YELLOWSTONE NATIONAL PARK — Yellowstone National Park Superintendent Cam Sholly says a temporary, paved road will be in place at the north entrance to the park before winter.
Sholly made the announcement during an appearance with Interior Secretary Deb Haaland at Old Faithful Friday morning.
Haaland praised the park staff for the way they reacted to historic flooding that destroyed large portions of main access roads in the northern part of the park.
“We are here to support, to rebuild together, and (I am) just incredibly impressed at the team that Cam has here at the park,” said Haaland.
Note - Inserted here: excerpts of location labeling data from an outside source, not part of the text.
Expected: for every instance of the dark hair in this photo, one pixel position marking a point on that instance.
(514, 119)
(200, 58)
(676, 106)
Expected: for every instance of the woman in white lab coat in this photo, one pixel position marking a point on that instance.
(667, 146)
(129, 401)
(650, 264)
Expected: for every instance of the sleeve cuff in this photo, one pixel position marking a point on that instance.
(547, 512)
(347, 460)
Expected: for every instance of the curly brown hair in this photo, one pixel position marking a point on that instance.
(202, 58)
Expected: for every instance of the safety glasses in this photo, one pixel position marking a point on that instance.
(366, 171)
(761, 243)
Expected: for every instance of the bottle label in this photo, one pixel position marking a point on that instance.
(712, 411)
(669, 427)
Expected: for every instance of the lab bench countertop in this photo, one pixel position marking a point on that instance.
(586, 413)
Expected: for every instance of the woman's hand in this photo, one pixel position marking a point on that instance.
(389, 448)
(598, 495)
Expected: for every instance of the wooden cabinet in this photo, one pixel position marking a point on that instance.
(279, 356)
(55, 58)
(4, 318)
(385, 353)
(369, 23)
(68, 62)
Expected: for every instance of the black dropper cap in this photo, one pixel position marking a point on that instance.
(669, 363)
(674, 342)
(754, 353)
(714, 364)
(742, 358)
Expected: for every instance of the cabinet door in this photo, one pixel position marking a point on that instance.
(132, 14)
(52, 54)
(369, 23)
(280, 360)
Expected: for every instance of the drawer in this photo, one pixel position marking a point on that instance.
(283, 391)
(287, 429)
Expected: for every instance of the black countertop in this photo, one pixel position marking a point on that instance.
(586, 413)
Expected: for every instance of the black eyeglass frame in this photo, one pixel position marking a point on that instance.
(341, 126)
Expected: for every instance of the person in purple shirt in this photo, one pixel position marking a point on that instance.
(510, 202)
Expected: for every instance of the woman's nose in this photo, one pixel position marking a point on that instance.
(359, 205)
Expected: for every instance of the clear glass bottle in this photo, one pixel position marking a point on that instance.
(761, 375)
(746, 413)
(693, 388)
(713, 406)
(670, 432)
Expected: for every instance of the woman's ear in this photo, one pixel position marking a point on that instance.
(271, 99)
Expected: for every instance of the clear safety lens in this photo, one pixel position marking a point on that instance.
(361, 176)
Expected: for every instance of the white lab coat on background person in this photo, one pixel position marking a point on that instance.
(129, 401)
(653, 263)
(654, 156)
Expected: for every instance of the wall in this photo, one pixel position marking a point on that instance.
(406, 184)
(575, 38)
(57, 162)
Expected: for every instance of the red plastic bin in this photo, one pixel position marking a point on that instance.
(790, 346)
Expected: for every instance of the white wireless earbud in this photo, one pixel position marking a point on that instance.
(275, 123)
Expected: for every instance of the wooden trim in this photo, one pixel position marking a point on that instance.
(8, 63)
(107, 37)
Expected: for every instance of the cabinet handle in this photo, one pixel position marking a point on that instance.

Sholly said the work on the new road from Gardiner is made possible by $60 million in emergency appropriations from the Departments of Interior and Transportation. He said, “We can use that to reconnect Gardiner and those corridors, and we’re going to just that, before winter.”
But a long-term solution is a much harder task. Sholly predicts it will take three to five years to rebuild the washed-out roads at a cost that is estimated by a congressional committee at a billion dollars, but which Sholly says is still unknown.
“There will be a range on what it’ll cost, based on what will be the least environmentally impacting, what is the most expeditious, what is the best cost investment, a variety of other criteria that we look at as we put those numbers together,” said Sholly.
Where that money will come from is still unknown, but Haaland said, “I got many calls from my former calls from my former colleagues in Congress who are incredibly supportive of how we’re going to rebuild.”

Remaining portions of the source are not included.